From the same collection are three works by Alighiero Boetti. Tutto from 1989 is a tapestry of modern life with everyday objects including scissors, knives, wristwatches and a bottleopener, creating a dazzling spectacle of colour and rhythm (estimate: € 350,000-500,000). The letters E, B and D can be made out, a hidden linguistic code and a subtle play on words. The ‘Tutto’ series represents the central meaning of Boetti’s art: the juxtaposition of order and disorder. Executed in 1969, Boetti’s Cimento dell’armonia e dell’invenzione is one of the first works after he artist changed his direction. He found great freedom in the repetitive and time consuming process which involved tracing the horizontal and vertical grid lines until the blank space across the diptych had been filled, (estimate: €70,000-100,000). The third work by Boetti is a 1974 version of Omonimo, which is born from a conflation of the Italian words ananimo and omonimo (eponymous), which Boetti invented as a self-reflective expression in 1971. Here again the order and discorder principal as well as the notion of non-authorship apply (estimate: €70,000-100,000). This work was part of the 2012 retrospective of the artist, first held at Museo Reina Sofia in Madrid and then at the MoMA in New York.

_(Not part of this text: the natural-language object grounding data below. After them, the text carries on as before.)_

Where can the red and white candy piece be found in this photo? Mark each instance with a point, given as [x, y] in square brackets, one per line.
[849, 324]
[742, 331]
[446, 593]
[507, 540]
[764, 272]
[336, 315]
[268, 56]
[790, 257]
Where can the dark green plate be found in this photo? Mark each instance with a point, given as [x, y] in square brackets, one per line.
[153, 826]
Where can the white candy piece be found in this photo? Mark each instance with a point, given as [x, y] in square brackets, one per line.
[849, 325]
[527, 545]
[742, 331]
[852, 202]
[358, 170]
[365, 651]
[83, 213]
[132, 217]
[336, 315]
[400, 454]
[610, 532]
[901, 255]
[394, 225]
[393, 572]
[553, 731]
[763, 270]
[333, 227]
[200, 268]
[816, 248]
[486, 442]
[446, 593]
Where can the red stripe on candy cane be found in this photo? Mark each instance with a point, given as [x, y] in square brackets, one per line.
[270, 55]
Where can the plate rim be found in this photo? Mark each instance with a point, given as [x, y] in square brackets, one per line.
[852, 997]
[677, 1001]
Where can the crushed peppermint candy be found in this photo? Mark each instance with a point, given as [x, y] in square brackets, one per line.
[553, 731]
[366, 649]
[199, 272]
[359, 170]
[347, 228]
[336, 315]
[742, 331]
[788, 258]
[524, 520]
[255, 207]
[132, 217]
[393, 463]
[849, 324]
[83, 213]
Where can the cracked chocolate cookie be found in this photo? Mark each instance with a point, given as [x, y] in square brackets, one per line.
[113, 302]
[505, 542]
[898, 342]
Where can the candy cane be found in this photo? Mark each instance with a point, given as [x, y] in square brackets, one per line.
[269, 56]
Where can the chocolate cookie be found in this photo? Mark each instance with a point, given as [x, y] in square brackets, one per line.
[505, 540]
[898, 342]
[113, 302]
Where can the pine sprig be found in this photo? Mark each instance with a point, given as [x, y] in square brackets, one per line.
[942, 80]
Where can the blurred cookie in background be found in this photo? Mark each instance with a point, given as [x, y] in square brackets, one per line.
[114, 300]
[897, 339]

Lucio Fontana’s Concetto Spaziale, Attesa (estimate: €700,000-1,000,000) shows a single clean slash through the red canvas. It was made in 1967, exactly 10 years after the artist introduced the series of tagli. These works were created during a period of exploration in space with the slash sometimes seen as a reference to the unknown, to the spatial dimension.

ADDITIONAL HIGHLIGHTS
Leoncillo’s Taglio bianco sculpture (estimate: €80,000-120,000), a rediscovered piece, offered for the first time at auction. Shaped, slashed and perforated, the work seeks, defines and moves the line between the static point and the spatial dimension. Choosing a white glaze, Leoncillo avoids all colour to highlight the layers and cuts within the clay, focusing on form and matter.

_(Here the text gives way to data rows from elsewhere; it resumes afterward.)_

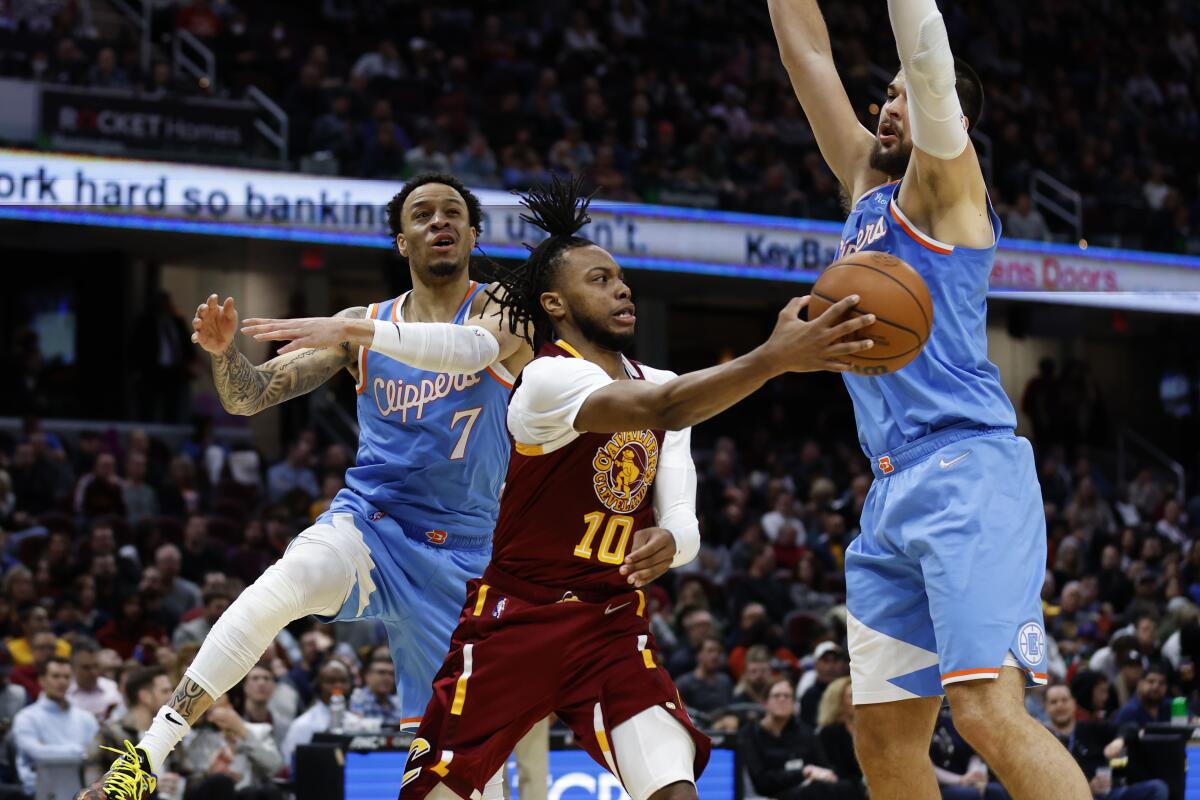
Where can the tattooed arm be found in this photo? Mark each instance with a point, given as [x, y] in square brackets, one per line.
[246, 389]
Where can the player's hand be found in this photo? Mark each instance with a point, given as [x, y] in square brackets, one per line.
[215, 324]
[310, 331]
[799, 346]
[653, 552]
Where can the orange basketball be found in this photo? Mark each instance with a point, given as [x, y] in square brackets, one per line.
[889, 289]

Senza titolo by Gino de Dominicis is a mature work in his mystifying oeuvre, where the use of silhouetted forms appear as if they were footprints or shadows of the gods. Acquired directly from the artist, and in the same private collection ever since, Senza titolo was part of the important exhibition dedicated to Gino De Dominicis held at MoMA PS1, in New York in 2008 (estimate: €100,000-150,000).

THE RETURN TO FIGURATION
In the wake of the horror and chaos of the First World War, artists across Europe desperately sought a new vocabulary that could adequately express and respond to the dramatic cultural and social shifts that were occurring in the aftermath. Many in Italy returned to figurative painting and traditional subjects looking for inspiration to the art of the past. One of the most influential groups to emerge in Italy during this period was the so called ‘Scuola di Via Cavour,’ also known as the ‘Scuola Romana’.

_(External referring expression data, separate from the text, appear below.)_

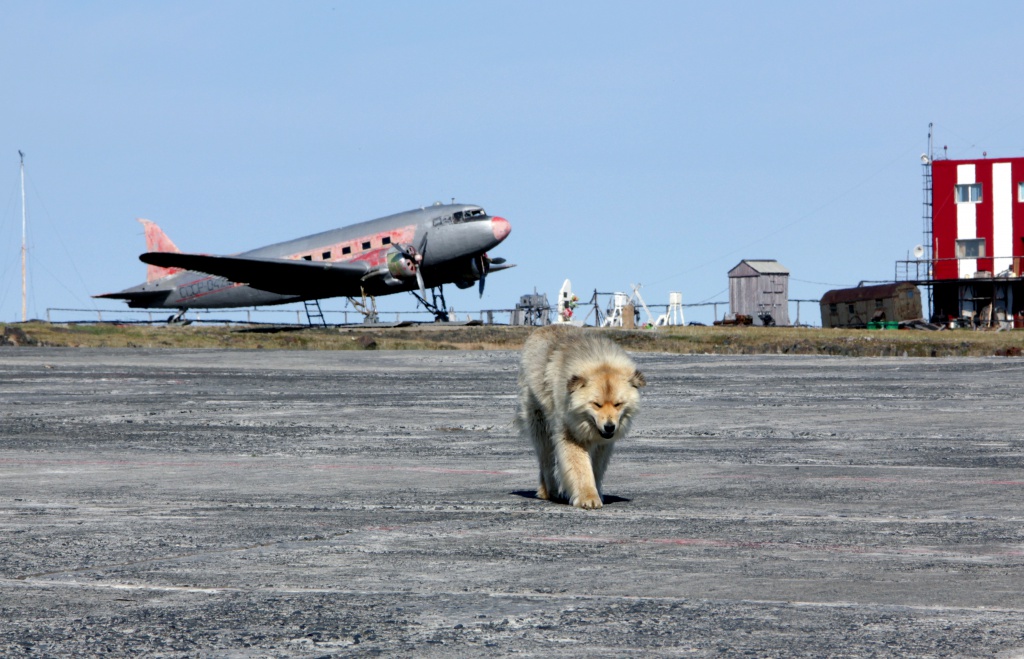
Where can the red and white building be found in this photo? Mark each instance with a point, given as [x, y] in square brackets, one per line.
[977, 238]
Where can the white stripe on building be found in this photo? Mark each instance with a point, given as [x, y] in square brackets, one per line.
[1003, 218]
[967, 221]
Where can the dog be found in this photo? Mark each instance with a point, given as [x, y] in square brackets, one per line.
[578, 394]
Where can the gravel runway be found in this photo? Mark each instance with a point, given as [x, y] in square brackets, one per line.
[257, 503]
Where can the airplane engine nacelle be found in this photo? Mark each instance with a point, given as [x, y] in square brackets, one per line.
[401, 264]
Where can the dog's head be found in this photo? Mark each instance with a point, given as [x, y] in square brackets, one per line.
[604, 398]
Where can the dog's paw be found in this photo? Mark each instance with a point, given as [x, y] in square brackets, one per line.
[588, 500]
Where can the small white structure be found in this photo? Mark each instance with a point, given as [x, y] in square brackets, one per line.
[674, 314]
[616, 307]
[622, 311]
[566, 306]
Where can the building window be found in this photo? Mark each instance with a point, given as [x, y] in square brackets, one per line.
[970, 193]
[971, 249]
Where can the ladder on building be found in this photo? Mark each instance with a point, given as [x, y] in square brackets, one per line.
[313, 313]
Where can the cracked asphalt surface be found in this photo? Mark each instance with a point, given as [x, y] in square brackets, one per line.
[230, 503]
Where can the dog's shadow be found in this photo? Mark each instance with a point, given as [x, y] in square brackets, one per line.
[607, 499]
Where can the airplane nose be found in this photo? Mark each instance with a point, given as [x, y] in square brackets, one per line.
[501, 227]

Two works are representative of this movement Scipione’s Natura morte con tubino, dating from 1929 with an estimate of €60,000-80,000. It transforms typical everyday objects into an ethereal stillife, rich with symbolism and potential narratives. From the fashionable black dress and delicate pink ribbon that lie strewn across the bed, to the discarded top-hat and walking stick alongside it, each element implies a human presence which remains invisible to us, confined to a space beyond the edges of the canvas.

Towards the end of the 1930s the theme of le bagnanti sulla spiaggia (bathers on the shore) emerges in Fausto Pirandello’s oeuvre until the end of his life. In Spaggia affollata from 1939, the nude is no longer confined to the studio, it is no longer set in dull environments, but rather comes into contact with storm-corroded skies, strips of ocean. The female or male form is never depicted as an expression of beauty it is explored in every aspect of its reality – which is often violent, ugly and vulgar (estimate: €80,000-120,000).